MS Teens’ Attitudes About Marijuana Are Changing

Email share
Mississippi SmartTrack Survey Data
MS Department of Mental Health

A growing number of Mississippi adolescents believe marijuana is not harmful, a trend that substance abuse professionals say stems from the drug's changing legal status in other states, such as Colorado.

Marijuana use among adolescents has actually fallen over the past 10 years – 9 percent of 6th through 11th graders say they've used the drug in the past month, down from 12 percent a decade ago, according to Mississippi’s Smart Track survey.

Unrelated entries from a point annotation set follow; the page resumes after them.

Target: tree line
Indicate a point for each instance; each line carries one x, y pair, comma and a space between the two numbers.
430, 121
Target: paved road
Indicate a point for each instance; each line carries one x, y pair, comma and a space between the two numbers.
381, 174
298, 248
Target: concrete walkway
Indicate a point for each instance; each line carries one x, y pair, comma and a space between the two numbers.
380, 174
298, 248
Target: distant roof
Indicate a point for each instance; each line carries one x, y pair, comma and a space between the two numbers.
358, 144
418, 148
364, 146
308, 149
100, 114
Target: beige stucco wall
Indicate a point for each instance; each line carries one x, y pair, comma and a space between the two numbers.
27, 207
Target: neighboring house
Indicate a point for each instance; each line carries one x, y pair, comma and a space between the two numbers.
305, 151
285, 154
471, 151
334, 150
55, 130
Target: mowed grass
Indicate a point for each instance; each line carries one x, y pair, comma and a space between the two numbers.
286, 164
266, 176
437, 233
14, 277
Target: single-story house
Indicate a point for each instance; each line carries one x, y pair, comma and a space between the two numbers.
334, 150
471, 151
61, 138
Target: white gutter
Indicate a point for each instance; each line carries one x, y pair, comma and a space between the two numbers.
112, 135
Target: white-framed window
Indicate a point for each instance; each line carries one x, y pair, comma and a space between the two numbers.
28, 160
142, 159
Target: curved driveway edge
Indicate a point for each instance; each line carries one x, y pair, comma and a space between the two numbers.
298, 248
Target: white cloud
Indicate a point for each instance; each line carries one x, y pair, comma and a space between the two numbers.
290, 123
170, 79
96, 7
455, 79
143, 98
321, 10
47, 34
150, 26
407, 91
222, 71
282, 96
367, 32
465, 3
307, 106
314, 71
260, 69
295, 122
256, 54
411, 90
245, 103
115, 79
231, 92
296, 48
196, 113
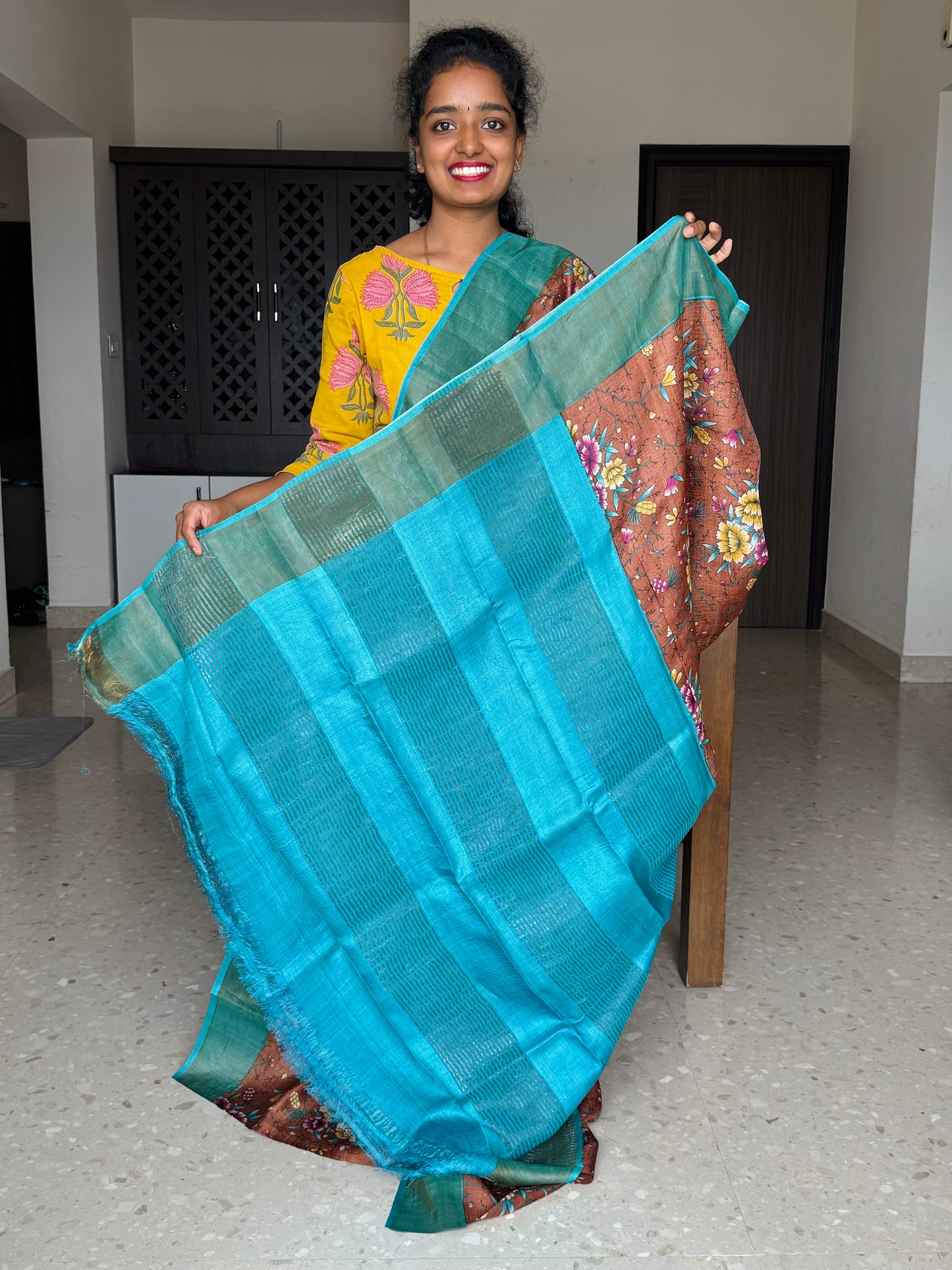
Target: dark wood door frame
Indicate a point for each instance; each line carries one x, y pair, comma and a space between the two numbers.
837, 160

But attitudes have moved in the reverse direction: in 2003, 15 percent of students said they saw no risk of harm from using the drug.

"Now, in 2013, a quarter, 25.3 percent, of our kids think there is no risk of harm from marijuana use, and that's a problem," says Jerri Avery, director of the Bureau of Alcohol and Drug Services for the Mississippi Department of Mental Health. "When you don't perceive risk, that's when use tends to go up, because you're not going to do something if you view it as harmful."

Avery says this attitude change appears to be a result of the legalization of the drug in other states, for recreational or medical use.

"First of all, you've tacked on the word 'medical' to it, so now marijuana looks like it has some significant medicinal value to our adolescents, when the truth is, it does damage to the way their brains are forming, and it's not good for their health," she says. 

Carolyn Anderson, director of the Gulf Coast Substance Abuse Taskforce, says this national attitude shift on marijuana may be leading to the mistaken perception that everybody is using it - in fact, as the numbers show, 90 percent of Mississippi students are not using marijuana. 

"Not everybody is doing it, but the perception is there," she says. "And if the perception is there that your friends are doing it, and your parents aren't real upset with it, that it's a rite of passage almost - once that perception is there, then it's like, well, I might as well do it."

national survey released in December found similar attitude shifts are happening among high school students around the country.